It is hard to escape the incredible pull of Symphony No. 7, knowing the background to its composition and its general significance. Shostakovich began to work on the actual composition in July 1941 in Leningrad, where he wrote the first three movements under constant attack from the enemy; and after his evacuation from the city besieged by German troops, he completed the Finale and the instrumentation in Kuibyschev in December 1941.
This outstanding work achieves its true dimensions thanks to the sophisticated and polished conductor Paavo Järvi conducting the Russian National Orchestra in this recording. Needless to say he elevates the composition to an even higher level.
The round and open sound of PENTATONE’s multichannel recording on SACD assures an honest yet captivating listening experience.
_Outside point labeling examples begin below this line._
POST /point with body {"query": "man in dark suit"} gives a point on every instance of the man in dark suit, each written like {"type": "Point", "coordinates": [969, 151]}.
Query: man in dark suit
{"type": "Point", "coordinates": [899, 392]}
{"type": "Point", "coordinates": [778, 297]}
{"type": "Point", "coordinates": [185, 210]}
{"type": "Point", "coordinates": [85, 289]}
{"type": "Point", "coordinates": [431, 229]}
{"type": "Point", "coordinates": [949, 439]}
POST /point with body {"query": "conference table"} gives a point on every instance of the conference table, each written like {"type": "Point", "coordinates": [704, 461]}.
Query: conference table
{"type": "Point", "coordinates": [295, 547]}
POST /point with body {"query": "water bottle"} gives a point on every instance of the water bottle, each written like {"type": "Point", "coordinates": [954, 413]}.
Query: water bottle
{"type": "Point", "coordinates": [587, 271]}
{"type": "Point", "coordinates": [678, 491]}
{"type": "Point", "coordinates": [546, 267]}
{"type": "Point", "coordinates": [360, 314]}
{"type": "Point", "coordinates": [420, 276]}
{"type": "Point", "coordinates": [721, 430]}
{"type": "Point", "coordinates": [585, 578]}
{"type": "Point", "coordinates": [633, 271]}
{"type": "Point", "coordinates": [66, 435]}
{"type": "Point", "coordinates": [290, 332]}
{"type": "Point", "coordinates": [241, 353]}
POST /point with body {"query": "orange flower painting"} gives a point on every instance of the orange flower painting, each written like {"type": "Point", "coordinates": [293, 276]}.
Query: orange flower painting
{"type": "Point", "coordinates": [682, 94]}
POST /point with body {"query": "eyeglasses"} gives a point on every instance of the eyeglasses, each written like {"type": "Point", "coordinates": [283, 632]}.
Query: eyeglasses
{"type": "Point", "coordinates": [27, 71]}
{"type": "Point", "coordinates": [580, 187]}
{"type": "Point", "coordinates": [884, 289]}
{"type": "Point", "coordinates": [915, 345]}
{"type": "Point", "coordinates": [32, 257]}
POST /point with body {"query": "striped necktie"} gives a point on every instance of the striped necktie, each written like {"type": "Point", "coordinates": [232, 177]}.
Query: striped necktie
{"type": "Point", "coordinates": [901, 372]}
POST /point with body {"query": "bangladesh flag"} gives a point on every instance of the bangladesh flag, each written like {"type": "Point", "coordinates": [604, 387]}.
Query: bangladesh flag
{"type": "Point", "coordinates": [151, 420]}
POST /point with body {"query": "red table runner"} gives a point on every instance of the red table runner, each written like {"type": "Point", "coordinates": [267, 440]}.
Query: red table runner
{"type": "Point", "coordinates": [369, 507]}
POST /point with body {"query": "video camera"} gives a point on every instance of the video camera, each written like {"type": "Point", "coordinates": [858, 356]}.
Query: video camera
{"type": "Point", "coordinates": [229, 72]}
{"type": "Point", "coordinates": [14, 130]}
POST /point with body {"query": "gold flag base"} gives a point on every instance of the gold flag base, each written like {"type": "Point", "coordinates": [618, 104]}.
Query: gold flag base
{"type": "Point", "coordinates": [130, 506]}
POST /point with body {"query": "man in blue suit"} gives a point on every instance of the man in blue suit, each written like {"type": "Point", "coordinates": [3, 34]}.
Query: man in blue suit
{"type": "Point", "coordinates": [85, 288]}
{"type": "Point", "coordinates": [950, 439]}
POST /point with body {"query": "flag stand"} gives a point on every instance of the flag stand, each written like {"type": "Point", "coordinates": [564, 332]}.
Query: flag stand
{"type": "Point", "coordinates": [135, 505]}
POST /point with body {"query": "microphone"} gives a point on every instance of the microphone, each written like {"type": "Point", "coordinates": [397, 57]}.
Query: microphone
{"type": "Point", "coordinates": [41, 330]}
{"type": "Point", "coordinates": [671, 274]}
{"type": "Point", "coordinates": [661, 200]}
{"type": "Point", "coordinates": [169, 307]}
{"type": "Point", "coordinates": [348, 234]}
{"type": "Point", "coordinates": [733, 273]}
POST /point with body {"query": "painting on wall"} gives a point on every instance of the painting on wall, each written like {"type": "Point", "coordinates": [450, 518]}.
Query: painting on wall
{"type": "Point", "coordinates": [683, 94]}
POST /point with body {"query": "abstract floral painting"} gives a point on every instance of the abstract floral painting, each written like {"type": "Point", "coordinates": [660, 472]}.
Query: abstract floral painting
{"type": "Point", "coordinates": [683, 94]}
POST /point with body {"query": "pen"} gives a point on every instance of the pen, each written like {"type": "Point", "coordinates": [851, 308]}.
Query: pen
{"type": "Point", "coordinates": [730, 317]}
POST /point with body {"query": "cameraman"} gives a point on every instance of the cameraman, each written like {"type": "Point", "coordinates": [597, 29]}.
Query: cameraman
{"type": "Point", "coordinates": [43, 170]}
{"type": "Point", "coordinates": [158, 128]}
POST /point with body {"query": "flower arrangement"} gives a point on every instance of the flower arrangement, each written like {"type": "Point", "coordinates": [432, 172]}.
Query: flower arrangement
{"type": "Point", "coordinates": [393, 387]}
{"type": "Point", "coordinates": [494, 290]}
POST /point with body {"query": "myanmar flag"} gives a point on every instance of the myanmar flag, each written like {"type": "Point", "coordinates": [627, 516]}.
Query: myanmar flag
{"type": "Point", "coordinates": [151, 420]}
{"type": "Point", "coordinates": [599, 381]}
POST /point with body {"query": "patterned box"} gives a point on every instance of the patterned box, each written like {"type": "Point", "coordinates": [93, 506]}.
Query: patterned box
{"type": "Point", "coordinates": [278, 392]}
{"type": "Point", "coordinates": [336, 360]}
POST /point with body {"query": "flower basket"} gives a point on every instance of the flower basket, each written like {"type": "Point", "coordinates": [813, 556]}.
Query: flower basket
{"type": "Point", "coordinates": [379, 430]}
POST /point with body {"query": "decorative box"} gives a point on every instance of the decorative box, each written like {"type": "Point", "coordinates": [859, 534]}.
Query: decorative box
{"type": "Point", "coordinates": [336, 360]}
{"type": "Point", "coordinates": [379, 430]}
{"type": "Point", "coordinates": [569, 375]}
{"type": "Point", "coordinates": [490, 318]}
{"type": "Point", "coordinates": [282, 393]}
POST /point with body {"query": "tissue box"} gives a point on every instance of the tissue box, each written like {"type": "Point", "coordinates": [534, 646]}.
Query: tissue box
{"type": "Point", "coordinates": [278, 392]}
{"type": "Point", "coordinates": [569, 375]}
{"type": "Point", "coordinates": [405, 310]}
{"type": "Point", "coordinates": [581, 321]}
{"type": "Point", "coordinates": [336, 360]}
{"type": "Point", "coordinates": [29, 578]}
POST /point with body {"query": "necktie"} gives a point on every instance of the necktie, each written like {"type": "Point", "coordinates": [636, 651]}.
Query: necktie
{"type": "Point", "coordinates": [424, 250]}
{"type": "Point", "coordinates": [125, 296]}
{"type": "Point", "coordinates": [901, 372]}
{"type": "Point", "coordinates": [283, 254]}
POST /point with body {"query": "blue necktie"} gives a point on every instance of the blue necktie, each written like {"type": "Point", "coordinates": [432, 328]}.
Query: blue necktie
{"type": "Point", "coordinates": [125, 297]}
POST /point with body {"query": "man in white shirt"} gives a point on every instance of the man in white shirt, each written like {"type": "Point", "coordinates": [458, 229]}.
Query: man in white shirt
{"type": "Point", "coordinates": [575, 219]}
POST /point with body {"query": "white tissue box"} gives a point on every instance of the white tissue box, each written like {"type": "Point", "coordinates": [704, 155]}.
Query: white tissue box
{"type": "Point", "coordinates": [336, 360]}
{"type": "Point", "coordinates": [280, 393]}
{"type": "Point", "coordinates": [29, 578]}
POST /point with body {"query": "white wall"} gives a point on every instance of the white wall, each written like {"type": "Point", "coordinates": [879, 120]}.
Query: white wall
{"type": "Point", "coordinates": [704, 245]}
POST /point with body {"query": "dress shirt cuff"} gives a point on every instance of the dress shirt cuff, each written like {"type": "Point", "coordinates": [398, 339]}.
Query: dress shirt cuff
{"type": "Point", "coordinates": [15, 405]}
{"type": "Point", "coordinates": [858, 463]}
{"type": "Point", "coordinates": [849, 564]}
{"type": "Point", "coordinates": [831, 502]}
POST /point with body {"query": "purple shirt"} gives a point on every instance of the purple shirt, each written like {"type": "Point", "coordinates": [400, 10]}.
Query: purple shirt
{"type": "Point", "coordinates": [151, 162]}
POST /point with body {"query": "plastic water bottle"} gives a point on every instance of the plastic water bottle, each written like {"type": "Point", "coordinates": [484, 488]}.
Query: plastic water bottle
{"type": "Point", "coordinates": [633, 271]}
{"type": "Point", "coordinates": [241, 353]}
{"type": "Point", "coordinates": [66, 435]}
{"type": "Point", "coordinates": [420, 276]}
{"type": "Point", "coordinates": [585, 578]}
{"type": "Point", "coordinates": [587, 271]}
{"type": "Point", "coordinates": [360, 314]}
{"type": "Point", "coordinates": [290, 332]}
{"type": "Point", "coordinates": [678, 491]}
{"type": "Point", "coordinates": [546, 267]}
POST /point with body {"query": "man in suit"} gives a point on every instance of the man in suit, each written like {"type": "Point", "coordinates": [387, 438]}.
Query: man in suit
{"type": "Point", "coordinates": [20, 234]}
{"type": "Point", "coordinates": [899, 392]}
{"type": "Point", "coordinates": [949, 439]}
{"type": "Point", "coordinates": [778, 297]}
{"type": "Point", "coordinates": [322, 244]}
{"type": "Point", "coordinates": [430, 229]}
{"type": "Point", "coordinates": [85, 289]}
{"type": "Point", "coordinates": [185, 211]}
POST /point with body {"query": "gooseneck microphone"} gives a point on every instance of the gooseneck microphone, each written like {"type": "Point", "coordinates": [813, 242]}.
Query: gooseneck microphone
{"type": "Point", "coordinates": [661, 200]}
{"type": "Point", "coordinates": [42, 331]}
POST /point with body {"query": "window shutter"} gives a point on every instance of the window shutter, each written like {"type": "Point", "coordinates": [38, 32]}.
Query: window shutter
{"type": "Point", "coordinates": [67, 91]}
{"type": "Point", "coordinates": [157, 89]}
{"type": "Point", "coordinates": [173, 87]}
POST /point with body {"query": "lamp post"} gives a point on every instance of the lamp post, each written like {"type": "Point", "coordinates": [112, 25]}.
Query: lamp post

“Even before the war, hardly a family could be found in Leningrad that had not suffered a loss: the father, the son; and if not a family member, then a close friend. Everyone had someone to mourn. But you had to cry softly, under your blanket. You could not let anyone see you: everyone was afraid of everyone else. We were crushed, suffocated by grief. It choked us all, including me. I had to turn it into music, I felt it was my duty and obligation. I had to write a requiem for all those who had died, for all those who had been tortured.” (Extract from Shostakovich’s posthumously published memoirs: The Memoirs of Dmitri Shostakovich).